A l’époque, Philippe Laguérie n’est pas encore rallié à Rome. Ses coups de force pour occuper des églises, ses propos sur l’influence des juifs dans les banques et les médias, son soutien à Paul Touvier et à Jean-Marie Le Pen l’ont totalement marginalisé. L’archevêché de Bordeaux tente de mettre en garde la mairie. Mgr Ricard fait même un recours. Sans succès. La municipalité s’entête et va jusqu’à contourner la loi pour offrir ce bail aux intégristes. A l’époque, déjà, ses arguments en faveur du pluralisme culturel n’ont convaincu personne. Pourquoi une telle obstination, à l’évidence contre-performante du point de vue électoral, puisque même l’Eglise catholique s’y opposait ?

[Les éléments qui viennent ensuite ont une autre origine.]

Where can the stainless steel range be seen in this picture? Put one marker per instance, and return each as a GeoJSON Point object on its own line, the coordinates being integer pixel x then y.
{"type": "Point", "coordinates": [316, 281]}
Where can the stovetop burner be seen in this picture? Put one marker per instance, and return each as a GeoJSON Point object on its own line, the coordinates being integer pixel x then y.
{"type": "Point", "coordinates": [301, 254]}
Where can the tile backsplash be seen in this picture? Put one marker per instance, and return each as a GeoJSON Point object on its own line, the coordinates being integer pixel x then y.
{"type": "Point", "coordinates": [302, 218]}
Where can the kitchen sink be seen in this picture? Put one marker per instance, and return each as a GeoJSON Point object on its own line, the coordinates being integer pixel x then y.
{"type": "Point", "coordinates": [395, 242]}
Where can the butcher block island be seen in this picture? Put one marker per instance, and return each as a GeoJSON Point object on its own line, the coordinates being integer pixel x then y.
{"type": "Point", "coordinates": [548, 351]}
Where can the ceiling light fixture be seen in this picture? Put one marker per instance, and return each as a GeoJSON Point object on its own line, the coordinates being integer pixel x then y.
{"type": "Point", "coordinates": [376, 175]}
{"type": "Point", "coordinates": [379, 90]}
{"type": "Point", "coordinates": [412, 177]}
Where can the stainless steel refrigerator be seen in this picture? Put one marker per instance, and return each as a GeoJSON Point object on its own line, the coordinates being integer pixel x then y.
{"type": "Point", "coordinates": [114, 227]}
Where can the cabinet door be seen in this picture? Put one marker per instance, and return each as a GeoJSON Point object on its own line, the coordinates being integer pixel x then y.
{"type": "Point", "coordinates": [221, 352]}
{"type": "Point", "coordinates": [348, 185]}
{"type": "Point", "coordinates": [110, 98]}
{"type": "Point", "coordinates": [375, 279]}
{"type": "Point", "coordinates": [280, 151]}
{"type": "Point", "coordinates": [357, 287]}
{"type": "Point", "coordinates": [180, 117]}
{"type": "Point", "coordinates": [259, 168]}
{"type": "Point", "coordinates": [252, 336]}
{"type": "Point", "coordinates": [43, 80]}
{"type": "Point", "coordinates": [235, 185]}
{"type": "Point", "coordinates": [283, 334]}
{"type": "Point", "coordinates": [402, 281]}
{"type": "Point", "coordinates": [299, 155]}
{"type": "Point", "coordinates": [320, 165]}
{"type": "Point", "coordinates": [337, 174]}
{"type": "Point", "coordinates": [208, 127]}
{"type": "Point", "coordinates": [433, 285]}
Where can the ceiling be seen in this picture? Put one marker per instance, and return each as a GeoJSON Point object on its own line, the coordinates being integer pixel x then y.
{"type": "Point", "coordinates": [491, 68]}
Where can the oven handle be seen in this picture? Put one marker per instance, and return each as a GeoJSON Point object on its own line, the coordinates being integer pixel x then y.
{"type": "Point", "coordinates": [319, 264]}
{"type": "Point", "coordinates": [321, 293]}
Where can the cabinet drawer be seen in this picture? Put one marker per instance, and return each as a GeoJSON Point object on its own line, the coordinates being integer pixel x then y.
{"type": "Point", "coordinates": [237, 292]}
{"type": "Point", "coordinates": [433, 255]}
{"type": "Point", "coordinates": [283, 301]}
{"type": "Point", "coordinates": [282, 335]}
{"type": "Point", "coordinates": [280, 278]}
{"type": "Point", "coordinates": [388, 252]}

C’est la question que posent et reposent avec insistance les élus de l’opposition, notamment Gilles Savary, Naïma Charaï et la députée de la Gironde Michèle Delaunay. Une nouvelle piste vient d’éclairer le dossier : l’influence du cabinet d’avocats Rivière, très bien introduit à Bordeaux et très engagé aux côtés des catholiques intégristes de la ville.


Thomas Rivière, l’un des associés, dirige l’association d’enseignement populaire de Saint-Projet, l’école hors contrat qui apparaît dans “ "Les infiltrés” ". Son cabinet gère près de 70 % des affaires de défiscalisation en matière de rénovation de patrimoine historique. Un marché considérable, surtout à Bordeaux. La ville a confié de nombreux chantiers à un architecte, Philippe Tilliet, dont le nom est cité dans plusieurs affaires où l’argent prévu pour les travaux s’est envolé. A la suite de ces scandales, révélés par Le Monde et Sud Ouest en 2009, le cabinet Rivière – qui travaille avec cet architecte dans 19 dossiers – a écrit à ses investisseurs pour les rassurer. Au détour d’une phrase, il se félicite d’être “ "à l’origine” " d’une dizaine de modifications de textes fiscaux touchant à la rénovation de patrimoine historique, notamment pour éviter son plafonnement. Or ces amendements à la loi de finances de 2006 ont été portés par Hugues Martin, alors député remplaçant d’Alain Juppé.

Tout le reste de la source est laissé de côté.